Ok i have the drivers but i have just realised that i have installed hame edition but i was using professional before will that effect anything?


----------



## dai (Jul 2, 2004)

*Re: NEC laptop recovery ! ! !*

no i don't think so did you read the install instructions listed there first


----------



## DAnTheMan123 (May 4, 2008)

*Re: NEC laptop recovery ! ! !*

Yer.....Oh and i have found my driver on the nec website but there are 3 different ones inside that download so how do i found out which one is mine?


----------



## TriggerFinger (Jan 30, 2008)

*Re: NEC laptop recovery ! ! !*



DAnTheMan123 said:


> Yer.....Oh and i have found my driver on the nec website but there are 3 different ones inside that download so how do i found out which one is mine?


my bad... try the REALTEK


----------



## DAnTheMan123 (May 4, 2008)

*Re: NEC laptop recovery ! ! !*

I know that its a atheros not a realtek, even though my ethernet cable port is lol, i remember... so where should i go for that?


----------



## TriggerFinger (Jan 30, 2008)

*Re: NEC laptop recovery ! ! !*

oh ok if you are using wireless, then it's the Atheros. if you are linked via an ethernet cable, get the Realtek.

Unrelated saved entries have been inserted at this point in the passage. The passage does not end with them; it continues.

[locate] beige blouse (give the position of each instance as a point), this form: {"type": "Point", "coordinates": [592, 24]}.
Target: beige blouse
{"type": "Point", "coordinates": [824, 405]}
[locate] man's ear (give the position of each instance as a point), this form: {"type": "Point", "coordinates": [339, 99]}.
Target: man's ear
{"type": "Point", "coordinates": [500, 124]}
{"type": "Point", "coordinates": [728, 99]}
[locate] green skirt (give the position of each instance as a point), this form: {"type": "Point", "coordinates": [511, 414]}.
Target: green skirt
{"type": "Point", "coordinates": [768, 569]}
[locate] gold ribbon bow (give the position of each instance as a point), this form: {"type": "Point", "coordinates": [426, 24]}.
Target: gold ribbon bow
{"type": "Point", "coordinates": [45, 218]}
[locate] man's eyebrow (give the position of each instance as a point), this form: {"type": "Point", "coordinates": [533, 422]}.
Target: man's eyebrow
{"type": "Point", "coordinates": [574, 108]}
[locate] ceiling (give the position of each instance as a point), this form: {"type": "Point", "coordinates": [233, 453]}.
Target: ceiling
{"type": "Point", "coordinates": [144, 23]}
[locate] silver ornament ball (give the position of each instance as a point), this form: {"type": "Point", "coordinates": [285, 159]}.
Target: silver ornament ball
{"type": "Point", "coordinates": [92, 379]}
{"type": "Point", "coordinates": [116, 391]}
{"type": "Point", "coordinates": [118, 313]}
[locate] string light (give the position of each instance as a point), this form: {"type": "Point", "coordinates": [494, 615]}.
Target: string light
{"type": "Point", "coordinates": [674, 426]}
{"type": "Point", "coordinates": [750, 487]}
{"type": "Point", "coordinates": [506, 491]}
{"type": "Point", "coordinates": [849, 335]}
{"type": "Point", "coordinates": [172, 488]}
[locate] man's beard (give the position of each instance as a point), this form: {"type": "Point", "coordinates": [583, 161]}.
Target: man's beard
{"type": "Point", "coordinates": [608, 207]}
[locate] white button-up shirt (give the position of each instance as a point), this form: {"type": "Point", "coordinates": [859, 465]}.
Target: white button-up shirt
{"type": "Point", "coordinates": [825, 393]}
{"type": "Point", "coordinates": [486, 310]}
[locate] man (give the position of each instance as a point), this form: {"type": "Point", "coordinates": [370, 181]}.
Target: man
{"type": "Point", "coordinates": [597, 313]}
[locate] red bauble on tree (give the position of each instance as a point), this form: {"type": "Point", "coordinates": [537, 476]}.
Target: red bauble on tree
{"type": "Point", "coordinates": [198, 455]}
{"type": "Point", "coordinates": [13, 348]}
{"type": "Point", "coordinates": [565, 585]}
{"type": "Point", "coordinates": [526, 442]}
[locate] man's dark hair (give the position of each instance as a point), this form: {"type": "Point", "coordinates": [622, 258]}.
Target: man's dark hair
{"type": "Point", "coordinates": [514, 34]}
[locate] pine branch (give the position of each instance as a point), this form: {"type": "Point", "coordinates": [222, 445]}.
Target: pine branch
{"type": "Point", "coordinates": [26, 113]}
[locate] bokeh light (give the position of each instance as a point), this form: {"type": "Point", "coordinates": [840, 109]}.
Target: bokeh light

BUT!!! if you have both.. get all of them. :grin:


----------



## dai (Jul 2, 2004)

*Re: NEC laptop recovery ! ! !*

the realtek is the wired one the wireless one is this
CS C250/S950 WLAN ATHEROS / FOXCONN
when i try and d/l it asks for a user name and a blasted password


----------



## dai (Jul 2, 2004)

*Re: NEC laptop recovery ! ! !*

try this one
http://notebook.free-driver-download.com/url.php?id=TXpRek9Uaz0&link=0


----------



## DAnTheMan123 (May 4, 2008)

*Re: NEC laptop recovery ! ! !*

I havefound the driver and i have installed it, the icon appear in the botton right of the screen and in my nettwork connections ( as you can see from the attachment) but when i press function+F2 nothin happens......What can i do?


----------



## dai (Jul 2, 2004)

*Re: NEC laptop recovery ! ! !*

check the settings of the connection


----------



## DAnTheMan123 (May 4, 2008)

*Re: NEC laptop recovery ! ! !*

How do you mean? when i pressed the fn+f2 previously a buble came up saying its connecting and how good the connection was but now its not doing anything.....


----------



## DAnTheMan123 (May 4, 2008)

*Re: NEC laptop recovery ! ! !*

OK urmm good news and bads news   

 Ok good news first lol well i have just realised the drivers did work (Thankyou)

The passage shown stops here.